I’m at Woods Cafe in Bellevue, WA and I’m learning about streaming technology by reverse engineering Twitch. I can’t know how the backend of Twitch works, so I’m going to focus on the Client requests/responses to understand how a streaming platform works.

Websocket connections

The first thing I looked for was websocket connections. Intuitively it makes sense for twitch to operate a lot of their requests through websockets, so let’s take a look.

For those unfamiliar, a websocket connection starts as an HTTP request but then upgrades to provide persistent, bidirectional communication between a client and a server. Think of a chat app - with HTTP’s request-response model, clients would need to constantly poll the server asking “any new messages?” which is inefficient and creates delays. WebSockets allow the server to immediately push new messages to all connected clients.

As I open a twitch stream (in this case https://www.twitch.tv/melkey), I see three websocket connections open:

1. GET wss://pubsub-edge.twitch.tv/v1
2. GET wss://hermes.twitch.tv/v1?clientId=<CLIENT_ID>
3. GET wss://irc-ws.chat.twitch.tv/

I won’t share a har file at the risk of sharing any secret information but this is a high level overview.

pubsub-edge

This connection seems to include a heartbeat of the format

Client: {"type":"PING"}
Server: { "type": "PONG" } 

which get sent every 4 minutes.

After the initial handshake, I see several LISTEN requests being sent automatically. Here are some examples:

{"data":{"auth_token":"[REDACTED]","topics":["pv-watch-party-events.[CHANNEL_ID]"]},"nonce":"[NONCE]","type":"LISTEN"}

{"data":{"auth_token":"[REDACTED]","topics":["user-extensionpurchase-events.[USER_ID]"]},"nonce":"[NONCE]","type":"LISTEN"}

{"data":{"auth_token":"[REDACTED]","topics":["bits-ext-v1-transaction.[CHANNEL_ID]-[EXTENSION_ID]"]},"nonce":"[NONCE]","type":"LISTEN"}

{"data":{"topics":["extension-control.[CHANNEL_ID]"]},"nonce":"[NONCE]","type":"LISTEN"}

{"data":{"topics":["broadcast-settings-update.[CHANNEL_ID]"]},"nonce":"[NONCE]","type":"LISTEN"}

{"data":{"auth_token":"[REDACTED]","topics":["channel-drop-events.[CHANNEL_ID]"]},"nonce":"[NONCE]","type":"LISTEN"}

Each gets a response like:

{"type":"RESPONSE","error":"","nonce":"[NONCE]"}

What’s interesting is that I didn’t manually subscribe to anything - the Twitch client automatically subscribes to relevant events when you open a stream. These subscriptions cover various real-time events like watch parties, extension purchases, bits transactions, extension controls, broadcast settings updates, and channel drops.

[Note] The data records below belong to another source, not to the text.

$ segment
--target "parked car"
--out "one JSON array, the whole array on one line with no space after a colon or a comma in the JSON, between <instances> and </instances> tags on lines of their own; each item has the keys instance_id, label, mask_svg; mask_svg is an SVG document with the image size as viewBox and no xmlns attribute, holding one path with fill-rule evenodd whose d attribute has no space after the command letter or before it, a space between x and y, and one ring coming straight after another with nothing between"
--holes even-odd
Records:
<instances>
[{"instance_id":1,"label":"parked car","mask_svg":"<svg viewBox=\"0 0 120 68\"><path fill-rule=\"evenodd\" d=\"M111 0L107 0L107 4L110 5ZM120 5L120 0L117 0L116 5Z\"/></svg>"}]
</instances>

So when 1000 people watch the same stream, each gets their own set of these subscription messages with their own auth_token and relevant user/channel IDs. This allows for real-time notifications without the overhead of polling.

hermes

The second connection is to something called Hermes - probably an internal codename Twitch uses. The request looks like:

GET wss://hermes.twitch.tv/v1?clientId=<CLIENT_ID>

The clientId in the query string makes me think this is part of a newer PubSub system, maybe built for better scalability.

When it connects, Hermes sends back a welcome message:

{
  "welcome": {
    "keepaliveSec": 15,
    "recoveryUrl": "..."
  }
}

The keepaliveSec tells the client to expect pings every 15 seconds, and the recoveryUrl is probably for reconnecting if the connection drops.

What’s interesting is that Hermes is completely separate from pubsub-edge, even though they both handle real-time events. While pubsub-edge deals with extensions and channel stuff, Hermes seems like a newer, more streamlined PubSub system.

It looks like Hermes handles core client features that need real-time updates (video state, stream info, drops), here are some examples:

{"type":"subscribe","id":"[SUB_ID]","subscribe":{"id":"[SUB_ID]","type":"pubsub","pubsub":{"topic":"hype-train-events-v1.rewards.[USER_ID]"}},"timestamp":"[TIMESTAMP]"}

{"type":"subscribe","id":"[SUB_ID]","subscribe":{"id":"[SUB_ID]","type":"pubsub","pubsub":{"topic":"user-drop-events.[USER_ID]"}},"timestamp":"[TIMESTAMP]"}

{"type":"subscribe","id":"[SUB_ID]","subscribe":{"id":"[SUB_ID]","type":"pubsub","pubsub":{"topic":"chatrooms-user-v1.[USER_ID]"}},"timestamp":"[TIMESTAMP]"}

{"type":"subscribe","id":"[SUB_ID]","subscribe":{"id":"[SUB_ID]","type":"pubsub","pubsub":{"topic":"user-subscribe-events-v1.[USER_ID]"}},"timestamp":"[TIMESTAMP]"}

irc-ws.chat.twitch.tv

This connection controls the Twitch chat system, and it’s actually built on top of IRC (Internet Relay Chat) — a messaging protocol that dates back to the late 1980s. While IRC is old, it’s still incredibly efficient for real-time text communication, and Twitch has customized it to support modern features.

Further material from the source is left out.